The knife is an art form unlike any other. It is defined by both its form and function, while also simultaneously evoking a wide range of associations. This poses an interesting challenge on how to create an art piece out of an object that is so steeped in specific physical and emotional definitions.

In a knife, I am able to express and embody my great love of beauty, through materials in a combination of color, pattern, texture and composition.
As an artistic platform, the knife also allows me to explore my fascination with a hand-held object that can serve as an extension of the body. I am intrigued by the implication of an object whose functionality is specifically controlled by the body, which in turn creates the function to be ultimately dependent upon the person handling it. This begins to touch upon the idea and controversy of the knife that is purely perceived as a weapon and the ultimate physical personification of violence. In reality, the knife is a object that can cause no harms on it’s own accord; it’s power lies in the hands of the person wielding it. In my work, I am bridging and exploring the different contradictory themes and ideas that can be placed upon and epitomized through an inanimate object.

From an esoteric perspective, I see my art-knives as a physical representation of the ideology of dualism.
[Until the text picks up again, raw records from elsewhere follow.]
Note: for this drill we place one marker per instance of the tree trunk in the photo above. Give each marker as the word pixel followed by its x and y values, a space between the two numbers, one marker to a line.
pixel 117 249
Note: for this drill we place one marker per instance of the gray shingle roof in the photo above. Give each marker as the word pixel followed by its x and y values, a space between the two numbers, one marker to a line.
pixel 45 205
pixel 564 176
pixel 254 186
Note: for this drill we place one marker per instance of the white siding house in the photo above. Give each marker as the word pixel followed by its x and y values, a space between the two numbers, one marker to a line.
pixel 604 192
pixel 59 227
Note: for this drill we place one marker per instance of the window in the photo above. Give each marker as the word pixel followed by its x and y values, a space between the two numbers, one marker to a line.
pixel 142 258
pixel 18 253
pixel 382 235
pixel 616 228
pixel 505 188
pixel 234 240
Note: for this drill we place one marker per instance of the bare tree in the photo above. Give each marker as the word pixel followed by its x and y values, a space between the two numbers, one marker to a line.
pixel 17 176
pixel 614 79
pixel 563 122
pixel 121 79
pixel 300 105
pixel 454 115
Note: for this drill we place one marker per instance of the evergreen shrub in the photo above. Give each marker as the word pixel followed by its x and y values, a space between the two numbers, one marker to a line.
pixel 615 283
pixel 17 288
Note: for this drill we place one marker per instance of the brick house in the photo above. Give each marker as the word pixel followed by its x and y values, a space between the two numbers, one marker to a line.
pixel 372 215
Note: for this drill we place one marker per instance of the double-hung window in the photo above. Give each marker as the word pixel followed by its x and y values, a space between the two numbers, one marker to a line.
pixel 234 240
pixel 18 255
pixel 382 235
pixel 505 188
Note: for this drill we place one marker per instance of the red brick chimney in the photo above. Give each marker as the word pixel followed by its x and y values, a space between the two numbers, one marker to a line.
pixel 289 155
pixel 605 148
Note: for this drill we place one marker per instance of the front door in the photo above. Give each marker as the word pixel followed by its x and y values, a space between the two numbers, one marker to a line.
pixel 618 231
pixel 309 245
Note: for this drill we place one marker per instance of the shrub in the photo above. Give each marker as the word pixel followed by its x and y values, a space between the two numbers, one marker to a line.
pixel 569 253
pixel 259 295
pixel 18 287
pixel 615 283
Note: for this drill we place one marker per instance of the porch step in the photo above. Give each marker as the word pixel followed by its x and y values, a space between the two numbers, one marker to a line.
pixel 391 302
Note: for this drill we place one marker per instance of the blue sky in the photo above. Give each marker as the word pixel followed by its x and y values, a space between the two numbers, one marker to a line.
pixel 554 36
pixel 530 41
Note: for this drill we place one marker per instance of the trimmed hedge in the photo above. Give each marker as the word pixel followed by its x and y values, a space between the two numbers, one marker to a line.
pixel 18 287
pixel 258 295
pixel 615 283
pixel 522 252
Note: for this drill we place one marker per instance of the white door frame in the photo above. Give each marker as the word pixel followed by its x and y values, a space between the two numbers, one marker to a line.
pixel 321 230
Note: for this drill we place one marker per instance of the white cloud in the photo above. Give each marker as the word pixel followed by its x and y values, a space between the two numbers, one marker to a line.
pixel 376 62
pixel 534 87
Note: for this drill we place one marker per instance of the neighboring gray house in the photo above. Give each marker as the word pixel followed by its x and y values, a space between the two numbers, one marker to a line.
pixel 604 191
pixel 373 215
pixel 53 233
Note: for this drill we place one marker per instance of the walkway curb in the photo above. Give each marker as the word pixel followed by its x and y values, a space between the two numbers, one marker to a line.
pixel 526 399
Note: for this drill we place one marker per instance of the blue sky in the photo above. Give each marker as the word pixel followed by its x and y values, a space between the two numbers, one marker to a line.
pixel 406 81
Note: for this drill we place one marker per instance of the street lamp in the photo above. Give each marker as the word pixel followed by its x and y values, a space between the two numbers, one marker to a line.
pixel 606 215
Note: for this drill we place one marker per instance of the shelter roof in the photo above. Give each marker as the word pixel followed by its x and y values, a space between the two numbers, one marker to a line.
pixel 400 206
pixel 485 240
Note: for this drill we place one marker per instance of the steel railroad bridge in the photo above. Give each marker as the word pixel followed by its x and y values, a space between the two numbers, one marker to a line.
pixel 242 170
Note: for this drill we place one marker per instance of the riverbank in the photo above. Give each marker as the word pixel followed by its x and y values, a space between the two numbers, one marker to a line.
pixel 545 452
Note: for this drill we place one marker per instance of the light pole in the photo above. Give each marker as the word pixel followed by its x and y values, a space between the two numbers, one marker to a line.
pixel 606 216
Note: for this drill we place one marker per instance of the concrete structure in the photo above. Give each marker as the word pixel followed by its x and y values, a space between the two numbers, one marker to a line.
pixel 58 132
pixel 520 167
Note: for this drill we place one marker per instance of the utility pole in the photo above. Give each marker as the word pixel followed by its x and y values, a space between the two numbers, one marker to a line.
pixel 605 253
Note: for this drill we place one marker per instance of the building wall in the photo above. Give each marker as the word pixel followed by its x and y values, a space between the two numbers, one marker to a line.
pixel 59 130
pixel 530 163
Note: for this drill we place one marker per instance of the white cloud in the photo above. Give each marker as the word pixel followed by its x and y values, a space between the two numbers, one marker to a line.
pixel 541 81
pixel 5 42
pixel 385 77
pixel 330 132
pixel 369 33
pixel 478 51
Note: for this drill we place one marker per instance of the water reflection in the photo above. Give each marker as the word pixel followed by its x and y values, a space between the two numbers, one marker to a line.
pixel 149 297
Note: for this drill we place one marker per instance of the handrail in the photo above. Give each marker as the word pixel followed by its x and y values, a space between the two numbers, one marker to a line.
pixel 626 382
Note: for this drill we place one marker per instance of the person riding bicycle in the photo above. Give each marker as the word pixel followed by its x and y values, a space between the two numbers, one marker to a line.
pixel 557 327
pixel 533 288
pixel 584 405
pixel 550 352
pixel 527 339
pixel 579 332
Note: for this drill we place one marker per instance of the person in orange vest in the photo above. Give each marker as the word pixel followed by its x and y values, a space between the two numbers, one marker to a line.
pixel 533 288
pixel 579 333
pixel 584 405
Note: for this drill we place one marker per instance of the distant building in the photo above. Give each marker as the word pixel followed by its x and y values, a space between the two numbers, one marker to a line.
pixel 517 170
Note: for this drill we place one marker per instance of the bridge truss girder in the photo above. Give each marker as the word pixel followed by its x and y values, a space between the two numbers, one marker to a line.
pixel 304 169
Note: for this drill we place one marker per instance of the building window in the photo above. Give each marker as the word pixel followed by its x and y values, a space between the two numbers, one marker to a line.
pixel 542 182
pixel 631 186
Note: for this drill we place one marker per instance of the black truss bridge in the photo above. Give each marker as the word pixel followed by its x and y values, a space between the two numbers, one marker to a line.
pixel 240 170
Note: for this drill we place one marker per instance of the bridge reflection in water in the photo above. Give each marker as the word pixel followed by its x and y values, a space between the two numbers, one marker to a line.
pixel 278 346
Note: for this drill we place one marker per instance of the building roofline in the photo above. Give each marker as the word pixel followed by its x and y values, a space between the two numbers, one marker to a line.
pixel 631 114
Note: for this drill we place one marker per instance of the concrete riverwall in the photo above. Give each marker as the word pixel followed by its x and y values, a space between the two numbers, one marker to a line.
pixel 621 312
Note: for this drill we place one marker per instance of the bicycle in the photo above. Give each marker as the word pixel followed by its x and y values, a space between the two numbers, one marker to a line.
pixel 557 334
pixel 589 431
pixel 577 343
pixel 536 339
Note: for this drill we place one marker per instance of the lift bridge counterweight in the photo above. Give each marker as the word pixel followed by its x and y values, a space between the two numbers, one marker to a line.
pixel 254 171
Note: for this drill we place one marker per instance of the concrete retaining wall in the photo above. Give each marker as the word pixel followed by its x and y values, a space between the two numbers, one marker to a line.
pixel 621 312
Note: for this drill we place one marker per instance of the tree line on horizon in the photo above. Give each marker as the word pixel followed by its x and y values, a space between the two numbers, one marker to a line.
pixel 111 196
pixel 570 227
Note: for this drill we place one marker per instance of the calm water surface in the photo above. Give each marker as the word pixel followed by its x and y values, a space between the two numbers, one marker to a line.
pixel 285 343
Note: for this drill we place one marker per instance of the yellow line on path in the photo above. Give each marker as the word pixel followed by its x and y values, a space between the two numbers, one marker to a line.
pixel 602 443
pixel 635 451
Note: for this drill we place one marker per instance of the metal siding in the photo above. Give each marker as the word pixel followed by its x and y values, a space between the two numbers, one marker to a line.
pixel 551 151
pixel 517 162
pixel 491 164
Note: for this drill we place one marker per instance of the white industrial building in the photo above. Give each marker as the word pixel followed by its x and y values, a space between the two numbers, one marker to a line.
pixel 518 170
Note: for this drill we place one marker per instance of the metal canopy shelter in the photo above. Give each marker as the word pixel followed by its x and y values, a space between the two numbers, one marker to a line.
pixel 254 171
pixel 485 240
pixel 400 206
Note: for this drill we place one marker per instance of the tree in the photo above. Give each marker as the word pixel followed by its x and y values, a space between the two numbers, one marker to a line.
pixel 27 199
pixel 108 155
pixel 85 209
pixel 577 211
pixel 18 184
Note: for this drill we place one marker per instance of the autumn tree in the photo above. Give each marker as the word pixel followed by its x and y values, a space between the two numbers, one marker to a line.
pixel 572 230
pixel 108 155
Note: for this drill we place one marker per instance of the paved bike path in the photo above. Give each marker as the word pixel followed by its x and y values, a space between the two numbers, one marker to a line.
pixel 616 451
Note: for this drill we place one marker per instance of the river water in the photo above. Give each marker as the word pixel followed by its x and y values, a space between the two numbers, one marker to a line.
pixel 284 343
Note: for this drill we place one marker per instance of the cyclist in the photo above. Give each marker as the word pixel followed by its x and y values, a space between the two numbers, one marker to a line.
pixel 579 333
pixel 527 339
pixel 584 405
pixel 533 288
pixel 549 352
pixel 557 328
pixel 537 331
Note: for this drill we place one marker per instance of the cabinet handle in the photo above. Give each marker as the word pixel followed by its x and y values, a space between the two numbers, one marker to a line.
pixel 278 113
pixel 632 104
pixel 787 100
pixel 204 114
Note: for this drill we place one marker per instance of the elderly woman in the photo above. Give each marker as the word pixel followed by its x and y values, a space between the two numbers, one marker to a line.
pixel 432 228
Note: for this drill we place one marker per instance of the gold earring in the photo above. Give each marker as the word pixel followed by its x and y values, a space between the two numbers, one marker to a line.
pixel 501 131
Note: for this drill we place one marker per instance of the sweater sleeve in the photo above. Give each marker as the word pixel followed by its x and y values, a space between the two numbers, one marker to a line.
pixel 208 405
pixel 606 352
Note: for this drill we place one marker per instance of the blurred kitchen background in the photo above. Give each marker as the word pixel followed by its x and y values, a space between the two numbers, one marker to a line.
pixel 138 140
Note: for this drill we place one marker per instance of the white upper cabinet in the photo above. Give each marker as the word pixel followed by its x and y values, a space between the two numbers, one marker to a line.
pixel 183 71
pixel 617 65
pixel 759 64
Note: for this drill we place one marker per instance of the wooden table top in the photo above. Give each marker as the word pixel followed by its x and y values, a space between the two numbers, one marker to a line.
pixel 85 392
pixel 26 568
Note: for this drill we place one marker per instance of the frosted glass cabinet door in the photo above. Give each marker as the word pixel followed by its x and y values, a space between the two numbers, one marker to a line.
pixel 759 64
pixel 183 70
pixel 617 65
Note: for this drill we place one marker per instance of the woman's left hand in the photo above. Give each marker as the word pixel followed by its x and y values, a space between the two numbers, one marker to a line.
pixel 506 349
I create objects that seamlessly hold beauty and violence concurrently; two opposing concepts that are being explored and equally represented in one place. I am intrigued by the psychological and spiritual implications of being attracted, yet repelled by the same object.

I am a classically trained goldsmith and sculptor with a degree in Jewelry + Metals from Rhode Island School of Design. For the past 18 years I have worked relentlessly to redefine my chosen medium, broaden its horizons and change public perceptions regarding knives.


Ganoksin hosts the jewelry list Orchid, with over 13,000 list members from all over the world, speaking from a wide range of technical and aesthetic experiences. The exhibition theme grew out of a desire to celebrate the creativity encompassed in this wide variety.

Artists were free to interpret the theme in any way they chose. Each artist could submit up to six pieces. Interpretations include uniting different materials into one cohesive form; intellectual and emotional “unitings”, where the meaning of the piece unites multiple concepts; the uniting of time - past, present and future; and a number that focus on the harmony created when uniting multiple materials and/or concepts.

The work submitted involved a wide range of jewelry techniques, from very traditional to very cutting edge, as well as using materials from traditional precious metals and gemstones to “re-purposed” and “up-cycled” materials.

The exhibition showcases 330 images chosen from entries from over 111 artists representing 26 countries.

Argentina, Australia, Belgium, Brazil, Canada, Colombia, Czech Republic, France, Greece, India, Israel, Italy, Malta, Mauritius, Mexico, Netherlands, New Zealand, Philippines, Serbia, Spain, Trinidad, Turkey, UK, USA, Venezuela, and the Virgin Islands

Many of the participants began their interest in jewelry at a young age. Some are relative newcomers to the field, and some have over 35 years of experience as professional jewelers and goldsmiths. While some grew up in families that were goldsmiths, and followed in those footsteps, others only began creating jewelry as adults.